Human Resources

Literature review on gender issues amongst health care workers
George A: Women and Gender Equity Knowledge Network, 2007

This paper discusses gender issues manifested within health occupations and across them. It examines gender dynamics in medicine, nursing, community health workers and home carers and explores from a gender perspective issues concerning delegation, migration and violence, which cut across these categories of health workers. Gender plays a critical role in determining the structural location of women and men in the health labour force and their subjective experience of that location. The paper shows that woman are overrepresented in caring, informal, part-time, unskilled and unpaid work and within occupations there are significant gender differences in terms of employment security, promotion, remuneration.
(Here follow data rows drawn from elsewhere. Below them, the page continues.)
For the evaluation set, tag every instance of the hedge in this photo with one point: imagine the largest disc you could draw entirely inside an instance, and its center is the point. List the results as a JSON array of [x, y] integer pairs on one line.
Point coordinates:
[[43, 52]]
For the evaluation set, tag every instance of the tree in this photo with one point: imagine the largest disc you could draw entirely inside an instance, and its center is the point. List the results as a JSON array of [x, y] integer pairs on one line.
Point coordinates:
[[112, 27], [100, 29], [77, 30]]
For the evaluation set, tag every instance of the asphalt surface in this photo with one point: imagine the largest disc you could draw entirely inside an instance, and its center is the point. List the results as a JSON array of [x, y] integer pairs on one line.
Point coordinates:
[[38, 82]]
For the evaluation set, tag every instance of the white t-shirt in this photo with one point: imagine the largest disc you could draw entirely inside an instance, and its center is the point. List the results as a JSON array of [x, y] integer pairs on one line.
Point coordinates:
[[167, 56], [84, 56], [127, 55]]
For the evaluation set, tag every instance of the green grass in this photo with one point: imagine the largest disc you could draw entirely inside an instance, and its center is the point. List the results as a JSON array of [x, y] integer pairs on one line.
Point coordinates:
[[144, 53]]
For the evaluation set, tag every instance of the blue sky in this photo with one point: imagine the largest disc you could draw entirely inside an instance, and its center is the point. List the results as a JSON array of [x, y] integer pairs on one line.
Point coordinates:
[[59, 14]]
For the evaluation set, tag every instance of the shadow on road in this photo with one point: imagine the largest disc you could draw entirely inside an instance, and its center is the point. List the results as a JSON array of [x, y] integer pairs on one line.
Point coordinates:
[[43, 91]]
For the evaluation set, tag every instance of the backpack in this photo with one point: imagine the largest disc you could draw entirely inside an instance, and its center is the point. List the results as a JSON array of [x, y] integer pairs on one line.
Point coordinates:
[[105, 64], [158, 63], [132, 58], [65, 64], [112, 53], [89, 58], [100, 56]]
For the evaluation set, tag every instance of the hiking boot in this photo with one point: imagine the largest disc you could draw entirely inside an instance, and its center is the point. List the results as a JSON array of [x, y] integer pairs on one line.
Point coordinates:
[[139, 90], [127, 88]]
Long-term outcomes of a pediatric HIV treatment program in Maputo, Mozambique: a cohort study
Walter J; Molfino L; Moreno V; Edwards CG; Chissano M; Prieto A; Bocharnikova T; Antierens A; Lujan J: Glob Health Action 8 (26652), 2015

This paper describes long-term treatment outcomes of a paediatric HIV cohort in Mozambique, in the Chamanculo Health District of Maputo. The subjects involved a total of 1,335 antiretroviral treatment (ART) naïve children <15 years of age enrolled in HIV care between 2002 and 2010. The interventions included HIV care, ART (since 2003), task shifting to lower cadre nurses, counseling by lay counselors, active patient tracing, nutritional support, support by a psychologist, targeted viral load testing, and switch to second-line treatment. The main outcome measures included Kaplan–Meier estimates for retention in care (RIC), CD4 cell percentage, body mass index for age z-score, and adjusted incidence rate ratios for attrition (death or loss to follow-up) as calculated by Poisson regression. The RIC at 6 years in the pre-ART cohort was 44% and the one at 8 years in the ART cohort was 70%. Risk factors for attrition included young age, low CD4 percentage, underweight, active tuberculosis, and enrollment/treatment initiation after 2006. The mean CD4 percentage increased strongly at 1 year on treatment and remained high thereafter. The body mass index for age sharply increased at 1 year after treatment initiation before stabilizing at pre-ART levels thereafter. The study concludes that good clinical and immunological treatment outcomes up to 8 years of follow-up on ART can be achieved in a context of shortage of health workers and a high level of task-shifting approach.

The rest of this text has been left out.